A empresária Juliana Santos, 27, de São Paulo, é paciente do Dr. Leonard há dois meses. Era do tipo estressada, daquelas que querem tudo para ontem e vivem perdendo a paciência com todos no trabalho e em casa. “Eu tinha aquela síndrome da pressa, ficava cobrando todo mundo e me responsabilizava além da conta”, ressalta. Logo na segunda sessão, atingiu um nível de relaxamento que a fez perceber uma considerável diminuição da ansiedade. Além disso, pôde confessar para si mesma que precisava do próprio espaço. “O bacana da hipnose é que você admite coisas que inconscientemente fica negando. Na consulta, falei que queria morar sozinha, algo que eu nunca tinha sequer cogitado fazer! Eu me vi muito convicta nessa idéia e de repente estava procurando imóveis e me dando conta de que essa seria uma oportunidade para dar um rumo positivo para minha vida.”

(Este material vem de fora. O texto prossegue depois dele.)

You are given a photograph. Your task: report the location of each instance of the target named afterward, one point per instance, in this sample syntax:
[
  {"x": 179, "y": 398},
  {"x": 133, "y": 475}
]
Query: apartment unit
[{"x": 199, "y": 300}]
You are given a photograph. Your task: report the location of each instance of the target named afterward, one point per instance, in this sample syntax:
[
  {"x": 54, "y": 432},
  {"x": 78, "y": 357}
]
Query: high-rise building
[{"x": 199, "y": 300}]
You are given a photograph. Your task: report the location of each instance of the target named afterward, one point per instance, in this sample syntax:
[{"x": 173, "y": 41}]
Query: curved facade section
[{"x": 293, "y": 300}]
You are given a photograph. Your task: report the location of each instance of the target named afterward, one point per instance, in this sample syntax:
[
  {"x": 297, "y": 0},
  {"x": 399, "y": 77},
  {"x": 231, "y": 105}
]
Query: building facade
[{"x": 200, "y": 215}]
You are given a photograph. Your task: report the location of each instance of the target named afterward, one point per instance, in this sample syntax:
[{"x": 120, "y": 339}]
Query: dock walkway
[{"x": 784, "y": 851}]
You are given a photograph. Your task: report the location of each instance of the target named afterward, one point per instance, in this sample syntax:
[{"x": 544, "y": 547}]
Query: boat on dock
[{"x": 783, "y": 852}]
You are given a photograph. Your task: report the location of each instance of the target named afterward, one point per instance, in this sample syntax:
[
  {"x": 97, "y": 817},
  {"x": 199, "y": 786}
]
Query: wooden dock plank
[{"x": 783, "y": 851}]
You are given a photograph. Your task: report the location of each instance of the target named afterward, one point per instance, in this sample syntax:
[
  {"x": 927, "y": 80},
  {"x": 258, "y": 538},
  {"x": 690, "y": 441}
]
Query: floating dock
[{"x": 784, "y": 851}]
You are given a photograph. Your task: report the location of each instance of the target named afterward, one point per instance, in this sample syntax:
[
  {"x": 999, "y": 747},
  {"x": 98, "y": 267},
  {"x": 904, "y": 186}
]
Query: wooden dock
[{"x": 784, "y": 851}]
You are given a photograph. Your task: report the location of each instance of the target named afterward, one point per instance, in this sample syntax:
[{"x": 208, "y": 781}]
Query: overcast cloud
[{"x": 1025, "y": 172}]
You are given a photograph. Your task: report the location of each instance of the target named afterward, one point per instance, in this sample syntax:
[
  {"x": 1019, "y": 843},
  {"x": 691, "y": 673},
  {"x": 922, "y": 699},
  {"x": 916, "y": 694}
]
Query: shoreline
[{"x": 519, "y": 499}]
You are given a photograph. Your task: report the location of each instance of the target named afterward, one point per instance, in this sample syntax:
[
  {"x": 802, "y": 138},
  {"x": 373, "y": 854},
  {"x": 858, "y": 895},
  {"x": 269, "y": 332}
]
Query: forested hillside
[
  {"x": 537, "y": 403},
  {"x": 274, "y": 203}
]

No consultório do presidente da ABASCO (Associação Brasileira de Analgesia) João Rosa, que também dirige a clínica AlphaOdonto, localizada na capital paulista, pessoas que têm pavor da cadeira do dentista também encontram um alívio na hipnose. Por lá, os odontofóbicos de plantão passam pela hipnoanalgesia, recente descoberta que une a hipnose com a analgesia e também auxilia pacientes submetidos a tratamentos longos (a pessoa tem a sensação de ter ficado muito menos tempo que o previsto). Ele é um dos pioneiros no uso dessa técnica no Brasil e salienta que, no país, a hipnose nos consultórios dentários está regulamentada desde agosto de 1966, juntamente com a liberação da chamada analgesia consciente.

“A analgesia é uma técnica que usa o gás N2O (óxico nítrico) para gerar uma leve sedação e relaxar o paciente”, ressalta João. Ele diz que o gás é utilizado somente quando o paciente já entrou em estado de “alpha” e está apto à indução por palavra, o que facilita o transe. Esse processo, que pode ser usado em pessoas de todas as idades, além de potencializar o anestésico, pode controlar as náuseas, a abertura do maxilar (sem que haja cansaço) e os movimentos da língua e da salivação.

Os médicos consultados para a reportagem afirmam que não existem contra-indicações quanto ao uso da hipnose médica -exceto no caso de pessoas que sofrem de psicose, epilepsia ou problemas de déficits cognitivos -e que cada método de abordagem é elaborado a partir das necessidades do paciente. Vale lembrar que só médicos, dentistas e psicólogos estão aptos a fazer essa abordagem, por isso não deixe de verificar a formação do profissional antes da consulta.